The barrage was in sight now. She pulled the handle bars and slowed down the bike, bringing it to a halt under a tree. Some strands of hair had come lose during the ride and were tickling the nape of her neck as they swayed with the light breeze. She went over to the bridge above the barrage and leaned against the side wall. The gates were closed and a few local boys were having their everyday diving ritual. The youngest among them who was around fourteen was quick to notice a spectator. He rushed up the stairs and chose the highest spot on the wall which was built in a staircase fashion, gradually descending into the water. Pulling his shalwar up to his chest he launched himself in a somersault dive. There was a huge splash as he dropped into the water from a height of about 20 feet.

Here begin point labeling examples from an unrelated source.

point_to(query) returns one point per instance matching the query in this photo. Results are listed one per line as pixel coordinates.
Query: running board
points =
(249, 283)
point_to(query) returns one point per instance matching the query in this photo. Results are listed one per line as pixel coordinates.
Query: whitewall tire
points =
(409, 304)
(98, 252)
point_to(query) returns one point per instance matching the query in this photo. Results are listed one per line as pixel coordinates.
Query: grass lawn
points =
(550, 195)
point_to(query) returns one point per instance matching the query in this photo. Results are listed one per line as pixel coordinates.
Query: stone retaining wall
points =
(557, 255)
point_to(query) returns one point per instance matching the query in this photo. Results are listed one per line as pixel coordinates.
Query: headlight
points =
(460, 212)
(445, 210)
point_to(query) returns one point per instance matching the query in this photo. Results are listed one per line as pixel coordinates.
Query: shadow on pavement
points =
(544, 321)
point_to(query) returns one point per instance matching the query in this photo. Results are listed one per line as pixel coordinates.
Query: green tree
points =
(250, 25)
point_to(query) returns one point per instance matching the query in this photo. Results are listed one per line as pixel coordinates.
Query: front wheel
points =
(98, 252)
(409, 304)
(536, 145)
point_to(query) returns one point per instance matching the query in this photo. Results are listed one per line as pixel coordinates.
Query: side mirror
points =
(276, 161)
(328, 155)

She often wondered what it was like to drop into the water and plunge deep in its depth shutting out the world above. She did that a thousand times at home but her pool was eerily quiet, or rather her house was. Rivers must be different, she thought, because they had their stories to tell. Centuries old stories that hid way down in their beds.
She shook her thoughts away. She wasn’t here today for the usual. Today was different. She freed her hair from the dusty helmet she never bothered wearing. Today she was here to end her life.
She felt there was nothing more that life could bring her. At 24, Laila had had a college degree, several distinctions, boyfriends she couldn’t count, a bike and a car she didn’t drive much. She had a closet full of clothes she never wore, had taken drugs, visited the goal for drunken charge which was more scandalous because she was a girl, and her father’s daughter. So there wasn’t anything left for her to do. It would be so easy. She had planned it all out.
She was so engrossed in her thoughts that she didn’t notice the police vans. They headed down to the bank of the river and started talking to the locals. A couple of men wearing safety jackets along with the local boys dove into the water. After half an hour of searching, two of them came up with a moldy log which was tied to a rope. The log was brought back to the bank and it was then that she noticed it was a dead body.
“Poor girl! They say she used to work for some Big Sahib. She was raped and murdered by him. The police have been on this case for long now,” said a woman who was standing next to her. Laila hadn’t noticed when she had come.
“Who did she work for?” Laila asked.
“She worked for Meeran Shah, the business tycoon,” she replied.
It wasn’t a shock for her. She had just found another reason to hate him. She hadn’t raised enough hell in the life of the man who happened to be her father. To bring justice to the girl who was unlikely to get it the right way; Laila Shah decided she was staying alive.